The "power of witnessing" is one of the book's major themes. Having another person hear and understand a traumatic experience, Hackett said, helps put that experience to rest. "I was writing about trauma ... and the healing power of being witnessed by another human being," she said. "And the more that I wrote the book, the more research that I did about children of survivors, the more I came to see how being witnessed by another person for what you've gone through is the most profoundly healing experience that one can have."
Hackett learned about trauma and witnessing through an extraordinarily intense face-to-face research process. As she began to write her novel while a student of Columbia's writing program in the School of the Arts, Hackett had the revelation that Isabel must be the daughter of a Holocaust survivor. She envisioned Isabel's father as a survivor of Theresienstadt, a transit camp where 120,000 Czech Jewish musicians were forced to perform for the Nazis, stripped of all belongings, and then killed or sent to Auschwitz-Birkenau.
Because she knew little about Theresienstadt at the time, Hackett contacted the Holocaust Museum in Washington, to ask the museum to send out a blind query to all the survivors of the camp. More than 40 survivors and their families responded, and Hackett traveled the United States and Europe to interview them all.
"That in itself--that kind of immersion--it was fascinating, and it was also harrowing," Hackett said. "Talking to them made me realize what I was doing and why I was doing it."
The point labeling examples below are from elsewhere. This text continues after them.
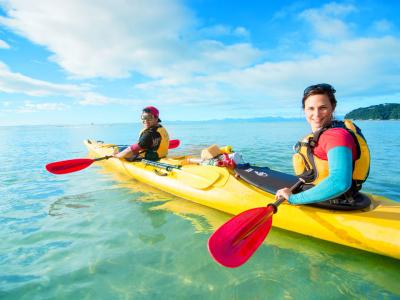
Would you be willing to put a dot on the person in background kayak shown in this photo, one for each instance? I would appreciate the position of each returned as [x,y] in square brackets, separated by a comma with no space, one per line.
[334,159]
[153,140]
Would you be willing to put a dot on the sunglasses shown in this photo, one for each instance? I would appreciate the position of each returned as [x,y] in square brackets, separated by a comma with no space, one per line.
[324,87]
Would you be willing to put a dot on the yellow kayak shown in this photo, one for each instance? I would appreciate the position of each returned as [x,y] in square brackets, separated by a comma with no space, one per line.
[375,228]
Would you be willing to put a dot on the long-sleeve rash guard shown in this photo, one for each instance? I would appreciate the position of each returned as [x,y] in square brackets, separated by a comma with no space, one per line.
[338,147]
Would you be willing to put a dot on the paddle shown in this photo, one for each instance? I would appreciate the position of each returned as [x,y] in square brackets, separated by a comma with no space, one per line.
[236,240]
[77,164]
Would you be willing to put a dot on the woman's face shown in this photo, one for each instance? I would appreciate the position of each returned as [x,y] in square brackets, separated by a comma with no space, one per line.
[149,120]
[318,110]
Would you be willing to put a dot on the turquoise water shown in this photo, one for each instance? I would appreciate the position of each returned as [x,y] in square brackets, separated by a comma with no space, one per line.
[96,235]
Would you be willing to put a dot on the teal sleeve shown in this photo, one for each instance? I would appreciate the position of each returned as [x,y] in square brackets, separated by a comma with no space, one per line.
[338,182]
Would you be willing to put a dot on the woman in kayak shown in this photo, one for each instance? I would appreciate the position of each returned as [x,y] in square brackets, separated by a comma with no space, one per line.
[153,140]
[334,159]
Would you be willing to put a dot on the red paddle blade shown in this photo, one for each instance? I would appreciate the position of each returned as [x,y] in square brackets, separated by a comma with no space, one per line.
[69,166]
[236,241]
[174,144]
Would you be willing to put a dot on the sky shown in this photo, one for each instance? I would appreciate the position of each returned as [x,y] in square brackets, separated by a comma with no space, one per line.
[99,61]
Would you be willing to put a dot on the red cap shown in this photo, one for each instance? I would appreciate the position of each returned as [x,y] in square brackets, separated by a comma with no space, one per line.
[152,110]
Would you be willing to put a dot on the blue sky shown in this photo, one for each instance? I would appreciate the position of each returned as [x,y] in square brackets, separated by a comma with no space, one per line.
[77,62]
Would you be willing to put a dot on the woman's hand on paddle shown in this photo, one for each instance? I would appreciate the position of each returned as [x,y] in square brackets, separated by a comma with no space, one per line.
[285,193]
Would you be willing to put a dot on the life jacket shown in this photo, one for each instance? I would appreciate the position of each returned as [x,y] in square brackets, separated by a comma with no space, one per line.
[313,169]
[160,147]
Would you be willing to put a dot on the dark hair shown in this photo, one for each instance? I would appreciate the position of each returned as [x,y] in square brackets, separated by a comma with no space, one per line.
[320,89]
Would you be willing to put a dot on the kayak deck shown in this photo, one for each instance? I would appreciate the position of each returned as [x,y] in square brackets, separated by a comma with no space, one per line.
[375,229]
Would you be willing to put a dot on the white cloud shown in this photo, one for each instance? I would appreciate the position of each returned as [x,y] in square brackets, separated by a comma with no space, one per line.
[29,107]
[12,82]
[224,30]
[356,68]
[382,26]
[4,45]
[113,39]
[326,21]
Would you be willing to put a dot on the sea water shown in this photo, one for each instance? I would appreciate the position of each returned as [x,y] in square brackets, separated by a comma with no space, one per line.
[95,234]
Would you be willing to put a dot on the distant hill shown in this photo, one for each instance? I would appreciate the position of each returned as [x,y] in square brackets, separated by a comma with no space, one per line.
[387,111]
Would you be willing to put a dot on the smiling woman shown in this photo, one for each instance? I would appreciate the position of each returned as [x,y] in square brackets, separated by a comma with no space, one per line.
[153,140]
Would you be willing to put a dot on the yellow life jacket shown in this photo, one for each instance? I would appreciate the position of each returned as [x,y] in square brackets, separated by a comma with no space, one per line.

As is evident from the reviews, the whole book "works." The Chicago Tribune called Hackett "a writer of considerable merit--and even greater promise," and she is currently working on the fulfillment of that promise: her next novel. In the novel, Hackett will write about the community that she has found and claimed. The book will be set in Manhattanville, which Hackett describes as "one of the last villages in Manhattan;" it is an area under the jurisdiction of CB9.
As for the activism, Hackett will stick with that as well. "I love trying to get money for our little park and getting the pothole filled in front of the bus stop at 114th Street after eight years of having people get splashed every rain storm," she said. "Things like that, they're just small--and they don't have your name on them. But ... you're the person behind the mark, whether or not people know it. It's very satisfying."
Hackett wants her book to make a difference, too. She said she hopes that her book will do for her readers what other books have done for her.
"There have been some books that have saved my life," she said. "When I thought that I was completely isolated and that nobody could possibly understand what I was going through, I read books whose greatness made many more things possible to express."
The "power of witnessing," then, is what saved Hackett--and is what she hopes her book will do for other people.
"I think once you can express what you're experiencing, you master it in some ways; no matter how difficult an experience it is, you can master it."
The sound of an old car struggling to start on 113th Street gave her pause. She corrected herself. "Or--that's wrong," she said. "You don't master it. It becomes bearable."